As is known, the wheels of justice move slowly, and European law can be the engine of its destruction. This is demonstrated by the example given by the Düsseldorf Administrative Court.
There, pornography provider Aylo Freesites, which operates from Cyprus and operates the Pornhub and Youporn portals, was successful with an urgent appeal. This was against the North Rhine-Westphalia Media Authority’s instructions to two access providers to block the page. This will not happen until the ongoing appeal process in the main case at the High Administrative Court has been decided.

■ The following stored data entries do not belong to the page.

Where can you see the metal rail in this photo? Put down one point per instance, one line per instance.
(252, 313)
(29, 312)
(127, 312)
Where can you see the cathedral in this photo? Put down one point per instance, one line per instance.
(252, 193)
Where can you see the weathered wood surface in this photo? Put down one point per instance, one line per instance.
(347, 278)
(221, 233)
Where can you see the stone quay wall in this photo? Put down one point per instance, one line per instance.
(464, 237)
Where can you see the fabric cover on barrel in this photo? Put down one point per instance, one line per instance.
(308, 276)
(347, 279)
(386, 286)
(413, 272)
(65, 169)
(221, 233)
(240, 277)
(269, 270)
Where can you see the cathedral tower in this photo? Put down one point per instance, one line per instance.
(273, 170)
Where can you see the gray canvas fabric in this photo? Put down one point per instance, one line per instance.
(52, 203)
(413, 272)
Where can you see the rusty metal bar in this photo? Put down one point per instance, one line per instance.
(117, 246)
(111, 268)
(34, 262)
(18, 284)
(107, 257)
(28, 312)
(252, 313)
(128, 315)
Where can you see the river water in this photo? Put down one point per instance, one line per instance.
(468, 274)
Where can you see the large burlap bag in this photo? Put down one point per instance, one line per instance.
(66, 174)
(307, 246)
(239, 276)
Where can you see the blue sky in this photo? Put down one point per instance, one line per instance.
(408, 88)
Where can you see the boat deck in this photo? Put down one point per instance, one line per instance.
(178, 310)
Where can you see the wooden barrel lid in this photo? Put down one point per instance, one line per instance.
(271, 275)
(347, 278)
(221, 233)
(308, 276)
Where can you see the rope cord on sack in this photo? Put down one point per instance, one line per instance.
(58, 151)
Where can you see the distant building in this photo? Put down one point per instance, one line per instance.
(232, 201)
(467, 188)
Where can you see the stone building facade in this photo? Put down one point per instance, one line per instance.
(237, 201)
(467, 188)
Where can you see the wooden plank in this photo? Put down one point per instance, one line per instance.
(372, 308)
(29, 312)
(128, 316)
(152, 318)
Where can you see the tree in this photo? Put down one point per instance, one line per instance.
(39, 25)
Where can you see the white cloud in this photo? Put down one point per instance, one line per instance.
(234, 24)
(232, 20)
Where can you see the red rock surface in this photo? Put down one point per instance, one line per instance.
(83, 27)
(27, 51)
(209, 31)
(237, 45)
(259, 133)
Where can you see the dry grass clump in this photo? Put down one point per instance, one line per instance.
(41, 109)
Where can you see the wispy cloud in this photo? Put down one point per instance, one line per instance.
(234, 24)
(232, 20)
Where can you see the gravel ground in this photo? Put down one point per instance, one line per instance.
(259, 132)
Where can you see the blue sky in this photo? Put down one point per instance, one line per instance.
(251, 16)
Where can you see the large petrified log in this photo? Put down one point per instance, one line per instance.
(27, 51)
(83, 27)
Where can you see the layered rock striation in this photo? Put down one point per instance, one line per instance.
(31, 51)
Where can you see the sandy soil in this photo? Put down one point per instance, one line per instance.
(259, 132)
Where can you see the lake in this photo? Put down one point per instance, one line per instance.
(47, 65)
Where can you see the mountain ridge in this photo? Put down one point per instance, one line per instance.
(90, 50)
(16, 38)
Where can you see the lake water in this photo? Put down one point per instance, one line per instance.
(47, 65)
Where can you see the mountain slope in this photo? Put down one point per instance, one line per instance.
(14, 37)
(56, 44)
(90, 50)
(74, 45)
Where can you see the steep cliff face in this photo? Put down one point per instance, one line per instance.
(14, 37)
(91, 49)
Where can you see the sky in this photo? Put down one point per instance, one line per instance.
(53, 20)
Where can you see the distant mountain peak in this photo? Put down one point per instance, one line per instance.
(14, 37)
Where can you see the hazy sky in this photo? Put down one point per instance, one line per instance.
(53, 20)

The European Court knows better
The fact that the ban is happening is legal nonsense. It comes from the European Court of Justice. It found that the German Youth Media Agreement violated major applicable EU law. Member states can only restrict the “free movement of digital services” under certain conditions. German youth media protection no longer meets these requirements. That means: a free ride for pornography service providers, even if they violate youth media protections and lack useful age verification.
In 2020, media regulator NRW took up the issue using Aylos as an example and has won all cases since then. The Administrative Court of Düsseldorf and the High Administrative Court of North Rhine-Westphalia rejected Aylo’s application for temporary legal protection (suspension of the ban). The Düsseldorf Administrative Court also ruled in favor of the media watchdog regarding the ban itself. And they did the same thing again and rejected Aylo’s application challenging the ban: “the prohibition order against the service provider itself” remains “enforceable”.
But this is of no use to the media regulator if it is not permitted to say to the access providers, namely the telecommunications companies that put the provider’s content on the network: Leave it alone.
What further confuses this case is the existence of two conflicting European Union laws on this matter. The Digital Services Act (DSA) states that the EU Commission is responsible; The Audiovisual Media Services Directive (AVMSD) assigns tasks to member states. The Düsseldorf Administrative Court referred to the DSA, the courts in Berlin, Ludwigshafen and Munich used AVMD and rejected Aylo.
This is what is happening with the “free movement of digital services” in the EU. Media regulator NRW filed a complaint. Apart from the “not easy” question of national and European regulations, said NRW’s head of media regulator Tobias Schmid, “the main thing is how we can ensure efficient protection of children online”. It also became clear “that the European Commission, which is also responsible for enforcing European law, must be asked to intensively enforce this law.” “The children affected may not care who protects them, this has to happen.” That’s how it is.